Адам ответил только взглядом, тяжело дыша. Это был не просто трюк. Это был его способ вернуться. Вернуться туда, где ему было легче, где его не ждали ошибки и не было места для сомнений. Тут, в этом мире, под этим куполом, всё было возможно. На следующее утро, когда цирк покидал город, Адам в последний раз оглянулся на сцены, которые когда-то были его домом, и знал, что теперь ему предстоит найти что-то своё. Возможно, это было где-то в будущем, но сейчас, как никогда, он чувствовал, что цирк останется с ним.
1962 год. Февраль.
Холодный, но яркий день. Ветер пронизывал улицы, сшибая снежинки с крыш и превращая их в невидимые струи. Адам стоял на ступенях старой церкви, в руках коробочка с кольцом. Он чувствовал, как сердце стучит в груди, а дыхание всё равно тяжело, хотя он уже давно привык к переживаниям. Порой, в моменты, когда ему казалось, что жизнь становилась слишком тихой, он снова вспоминал её — ту девочку, которая когда-то приняла его безо всяких условий, без вопросов, без упрёков. Он помнил, как она когда-то встретила его с нелепыми трюками, как в тот день, когда он испортил ей книгу, она не рассердилась, а просто тихо протянула её обратно. Эми была такой же частью его жизни, как цирк. И с каждым годом он осознавал, что не может представить себе мира без неё. Он часто вспоминал тот момент, когда он впервые почувствовал это. Он стоял с ней у окна, в тени деревьев, когда, застыв в своей робости, не знал, что сказать, но всё равно чувствовал её рядом, её поддержку. В ту минуту, с полусмехом, с робким взглядом, они стали частью друг друга. Эми знала, что за всё время, что они были знакомы, Адам всегда искал что-то, что могло бы его удержать, что могло бы стать смыслом. Он потерял папу, потерял моментом смысл жизни, но она осталась. И теперь, когда он стоял здесь, с кольцом, он понимал: всё, что ему нужно было, — это быть рядом с ней. Нервно поправив галстук, Адам поднялся по ступенькам и вошёл внутрь церкви. Эми уже ждала его. Она была такая же, как и всегда — искренняя, спокойная, с мягкой улыбкой, готовая поддержать. Но сегодня она была немного другой. Она, наверное, уже чувствовала, что что-то важное должно произойти. Он подошёл к ней, встал рядом и молча протянул коробочку.

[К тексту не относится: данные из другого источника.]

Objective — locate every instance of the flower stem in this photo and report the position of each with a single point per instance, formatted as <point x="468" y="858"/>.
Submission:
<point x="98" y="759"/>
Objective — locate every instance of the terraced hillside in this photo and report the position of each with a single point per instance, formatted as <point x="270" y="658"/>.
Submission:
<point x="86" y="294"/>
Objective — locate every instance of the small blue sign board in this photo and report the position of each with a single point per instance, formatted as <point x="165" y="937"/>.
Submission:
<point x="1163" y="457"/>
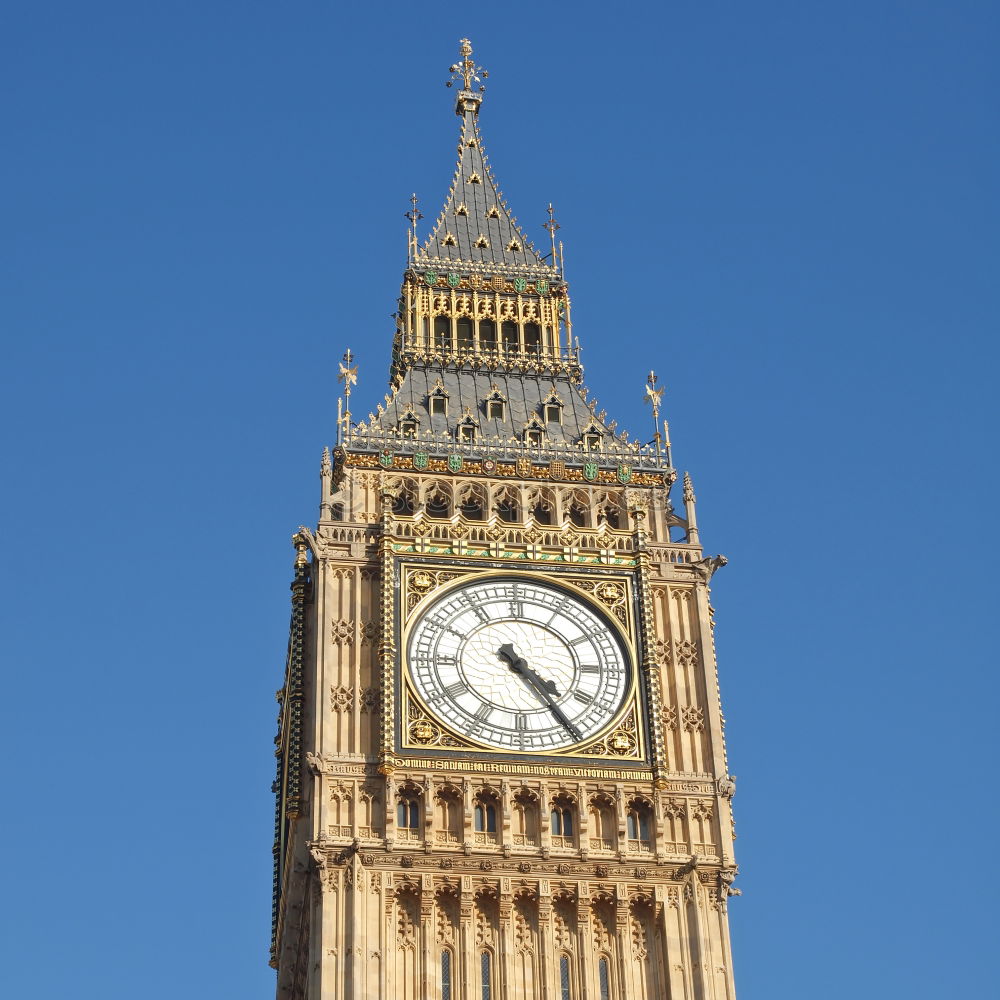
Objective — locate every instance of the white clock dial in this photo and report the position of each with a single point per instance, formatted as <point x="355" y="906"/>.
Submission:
<point x="518" y="664"/>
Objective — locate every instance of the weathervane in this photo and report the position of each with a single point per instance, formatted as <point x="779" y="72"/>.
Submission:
<point x="467" y="69"/>
<point x="349" y="376"/>
<point x="654" y="395"/>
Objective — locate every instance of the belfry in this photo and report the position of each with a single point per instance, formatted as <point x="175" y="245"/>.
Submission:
<point x="501" y="766"/>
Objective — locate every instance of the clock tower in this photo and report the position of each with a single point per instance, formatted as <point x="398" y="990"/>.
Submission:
<point x="501" y="762"/>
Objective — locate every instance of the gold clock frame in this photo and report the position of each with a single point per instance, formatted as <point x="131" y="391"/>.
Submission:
<point x="612" y="596"/>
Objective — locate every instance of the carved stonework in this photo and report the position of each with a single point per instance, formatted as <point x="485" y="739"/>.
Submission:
<point x="341" y="698"/>
<point x="693" y="719"/>
<point x="407" y="919"/>
<point x="342" y="632"/>
<point x="427" y="820"/>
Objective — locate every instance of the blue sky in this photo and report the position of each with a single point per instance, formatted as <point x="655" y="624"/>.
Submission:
<point x="788" y="209"/>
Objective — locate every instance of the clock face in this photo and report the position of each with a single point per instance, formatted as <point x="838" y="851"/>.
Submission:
<point x="518" y="664"/>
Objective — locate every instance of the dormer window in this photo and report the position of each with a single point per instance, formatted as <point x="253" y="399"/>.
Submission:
<point x="409" y="423"/>
<point x="552" y="407"/>
<point x="437" y="401"/>
<point x="592" y="436"/>
<point x="496" y="404"/>
<point x="466" y="429"/>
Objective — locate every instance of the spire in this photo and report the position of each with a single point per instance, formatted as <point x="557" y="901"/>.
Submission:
<point x="476" y="230"/>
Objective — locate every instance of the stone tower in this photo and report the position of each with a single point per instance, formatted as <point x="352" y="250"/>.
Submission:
<point x="501" y="764"/>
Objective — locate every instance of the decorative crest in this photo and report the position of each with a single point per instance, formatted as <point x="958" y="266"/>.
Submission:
<point x="466" y="69"/>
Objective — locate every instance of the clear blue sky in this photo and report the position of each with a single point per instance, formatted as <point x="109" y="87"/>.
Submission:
<point x="788" y="209"/>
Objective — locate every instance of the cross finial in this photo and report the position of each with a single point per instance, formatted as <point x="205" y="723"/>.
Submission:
<point x="552" y="226"/>
<point x="653" y="396"/>
<point x="413" y="215"/>
<point x="466" y="69"/>
<point x="348" y="372"/>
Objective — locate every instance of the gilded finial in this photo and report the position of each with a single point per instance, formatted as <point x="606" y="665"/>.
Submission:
<point x="552" y="226"/>
<point x="413" y="215"/>
<point x="466" y="69"/>
<point x="653" y="396"/>
<point x="349" y="376"/>
<point x="688" y="489"/>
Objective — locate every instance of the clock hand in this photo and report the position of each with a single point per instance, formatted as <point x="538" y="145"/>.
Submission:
<point x="544" y="689"/>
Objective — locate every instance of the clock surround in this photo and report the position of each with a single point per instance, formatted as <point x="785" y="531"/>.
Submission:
<point x="610" y="597"/>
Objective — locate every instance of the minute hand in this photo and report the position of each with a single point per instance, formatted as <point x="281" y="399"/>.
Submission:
<point x="544" y="689"/>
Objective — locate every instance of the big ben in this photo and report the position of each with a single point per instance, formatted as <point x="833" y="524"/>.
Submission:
<point x="501" y="765"/>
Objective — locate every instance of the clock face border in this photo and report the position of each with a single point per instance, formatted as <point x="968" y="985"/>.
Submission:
<point x="621" y="741"/>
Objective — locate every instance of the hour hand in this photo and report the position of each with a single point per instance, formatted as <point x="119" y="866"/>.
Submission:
<point x="506" y="652"/>
<point x="520" y="666"/>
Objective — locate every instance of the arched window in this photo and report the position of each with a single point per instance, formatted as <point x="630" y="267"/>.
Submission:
<point x="486" y="976"/>
<point x="602" y="822"/>
<point x="485" y="811"/>
<point x="564" y="990"/>
<point x="604" y="978"/>
<point x="408" y="813"/>
<point x="487" y="335"/>
<point x="507" y="509"/>
<point x="639" y="825"/>
<point x="532" y="338"/>
<point x="485" y="817"/>
<point x="562" y="822"/>
<point x="438" y="505"/>
<point x="446" y="975"/>
<point x="472" y="506"/>
<point x="525" y="819"/>
<point x="437" y="402"/>
<point x="508" y="331"/>
<point x="402" y="504"/>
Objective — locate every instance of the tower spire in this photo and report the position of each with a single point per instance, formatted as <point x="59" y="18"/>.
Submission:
<point x="476" y="230"/>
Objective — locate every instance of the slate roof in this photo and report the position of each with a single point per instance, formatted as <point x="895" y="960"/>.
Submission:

— Эми... — его голос звучал слабо, неуверенно. Но всё-таки он продолжал: — Ты для меня значишь всё. Я хочу, чтобы ты стала частью моей жизни навсегда. Я знаю, что прошёл через многое, но ты всегда была рядом. Будешь ли ты моей женой?

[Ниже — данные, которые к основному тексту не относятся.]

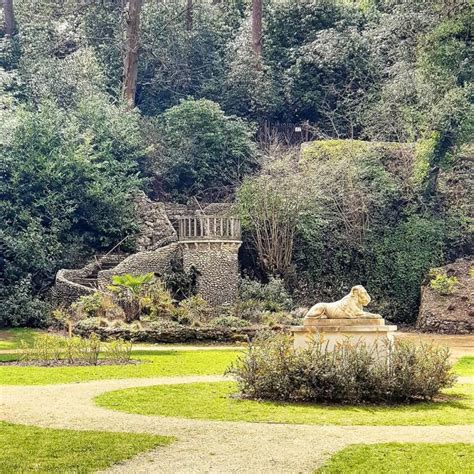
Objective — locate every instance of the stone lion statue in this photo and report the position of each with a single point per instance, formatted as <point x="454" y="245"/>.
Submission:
<point x="351" y="306"/>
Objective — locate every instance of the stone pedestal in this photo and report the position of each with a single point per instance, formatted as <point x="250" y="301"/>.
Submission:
<point x="334" y="331"/>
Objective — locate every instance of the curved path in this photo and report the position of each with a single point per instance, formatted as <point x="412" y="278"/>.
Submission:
<point x="204" y="446"/>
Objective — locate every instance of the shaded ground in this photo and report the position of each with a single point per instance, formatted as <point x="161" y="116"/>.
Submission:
<point x="460" y="345"/>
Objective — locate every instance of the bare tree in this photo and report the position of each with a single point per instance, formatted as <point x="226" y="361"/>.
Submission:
<point x="130" y="61"/>
<point x="9" y="18"/>
<point x="189" y="15"/>
<point x="257" y="26"/>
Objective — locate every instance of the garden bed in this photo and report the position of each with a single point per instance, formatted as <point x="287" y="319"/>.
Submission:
<point x="178" y="334"/>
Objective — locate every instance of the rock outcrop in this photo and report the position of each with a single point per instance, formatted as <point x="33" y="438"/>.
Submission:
<point x="451" y="313"/>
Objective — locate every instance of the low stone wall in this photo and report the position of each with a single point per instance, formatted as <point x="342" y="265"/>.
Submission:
<point x="453" y="313"/>
<point x="65" y="290"/>
<point x="218" y="266"/>
<point x="156" y="229"/>
<point x="152" y="261"/>
<point x="181" y="334"/>
<point x="70" y="284"/>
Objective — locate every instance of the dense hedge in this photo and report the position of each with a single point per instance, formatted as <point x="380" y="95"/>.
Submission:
<point x="176" y="334"/>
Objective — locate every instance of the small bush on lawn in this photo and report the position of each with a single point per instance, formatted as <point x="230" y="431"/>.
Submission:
<point x="353" y="373"/>
<point x="53" y="349"/>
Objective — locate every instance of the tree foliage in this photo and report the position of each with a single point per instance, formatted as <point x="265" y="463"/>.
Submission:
<point x="202" y="151"/>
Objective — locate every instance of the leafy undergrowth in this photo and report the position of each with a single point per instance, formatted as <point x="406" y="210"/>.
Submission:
<point x="402" y="458"/>
<point x="154" y="364"/>
<point x="215" y="401"/>
<point x="465" y="366"/>
<point x="33" y="449"/>
<point x="10" y="338"/>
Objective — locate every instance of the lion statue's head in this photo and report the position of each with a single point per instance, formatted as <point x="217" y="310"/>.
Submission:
<point x="361" y="295"/>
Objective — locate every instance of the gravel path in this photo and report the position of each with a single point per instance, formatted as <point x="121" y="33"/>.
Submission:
<point x="204" y="446"/>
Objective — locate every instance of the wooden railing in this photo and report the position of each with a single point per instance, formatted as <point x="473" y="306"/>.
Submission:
<point x="209" y="228"/>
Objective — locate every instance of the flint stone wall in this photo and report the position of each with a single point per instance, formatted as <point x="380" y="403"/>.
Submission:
<point x="150" y="261"/>
<point x="72" y="284"/>
<point x="453" y="313"/>
<point x="156" y="229"/>
<point x="218" y="266"/>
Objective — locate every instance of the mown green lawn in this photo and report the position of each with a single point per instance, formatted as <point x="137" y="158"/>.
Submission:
<point x="402" y="458"/>
<point x="32" y="449"/>
<point x="153" y="364"/>
<point x="10" y="338"/>
<point x="215" y="401"/>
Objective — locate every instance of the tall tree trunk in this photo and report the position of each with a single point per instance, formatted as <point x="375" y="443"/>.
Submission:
<point x="189" y="15"/>
<point x="9" y="18"/>
<point x="130" y="61"/>
<point x="257" y="26"/>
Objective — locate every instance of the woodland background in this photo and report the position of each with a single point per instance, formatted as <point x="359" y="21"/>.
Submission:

Она замолчала, её глаза стали немного влажными. Несколько секунд, которые показались вечностью, она смотрела на него, словно пытаясь понять, насколько искренни его слова. Наконец, она кивнула, едва слышно произнеся:
— Да, Адам. Я буду!
В этот момент время как будто остановилось. Мир за пределами церкви исчез, и остались только они двое. Это было их обещание. Не просто обещание любви, а обещание верности в любой буре. Они оба пережили слишком много потерь, слишком много боли, чтобы не оценить это тихое, но такое важное счастье. Адам тихо вздохнул, его плечи расслабились. Всё, что он мог чувствовать в этот момент спокойствие. Всё, что он хотел, было здесь, рядом с ней. Прошло два года. Адам стоял перед старым зданием цирка, вдыхая знакомый запах разогретого дерева, свежего покрытия для манежа и пыли из кулис. Теперь он уже не тот мальчик, который когда-то пытался запутать зрителей своими неуклюжими фокусами. Он не был тем, кто просто повторял движения отца, стремясь быть похожим на него. Адам стал артистом, человеком, который наконец-то нашёл своё место в том, что, казалось бы, когда-то просто игрой, забавой. Он закончил актёрское, получив не только знания, но и уверенность в себе, в своих силах. Учёба была непростой, но он смог преодолеть все сложности, ведь в его душе уже давно горела искра желания вернуть цирку его прежнюю славу, добавить ему новую жизнь. Эми поддерживала его на этом пути, и её вера в него была для Адама одной из самых сильных опор. Когда настал момент, он подошёл к своему дяде Джерри и попросил принять его на работу. Это было не просто желание, а необходимость, он чувствовал, что не может больше быть сторонним наблюдателем, что он должен встать в этот круг, занять место, которое когда-то было отца. Джерри, который был ему почти как второй отец, сразу понял — это тот момент, когда его племянник готов встать на место Джереми, а может быть, и превзойти его. Джерри, несмотря на внутреннюю грусть, с которой он видел уход старого времени, не сомневался.
— Ты готов, Адам. Я знаю, — сказал он, поставив ладонь на плечо племянника.
Цирк снова наполнился жизнью. Адам, стоя за кулисами, ощущал, как время снова стало его союзником. Зрители не знали, что этот номер новый, что все трюки были выстроены по-настоящему, с душой и новыми силами. Адам занял место отца, но стал не копией, а кем-то новым, кем-то, кто подарил цирку новую эпоху. Эми пришла на первое выступление. Она всегда поддерживала его, но в этот раз её глаза были полны гордости. Она знала, что Адам не просто пришёл в цирк как продолжатель линии, он стал настоящим артистом, который может задать тон всем выступлениям, почувствовать магию того, что происходит на арене. Когда вечер подошёл к концу, Адам встретил её у кулис.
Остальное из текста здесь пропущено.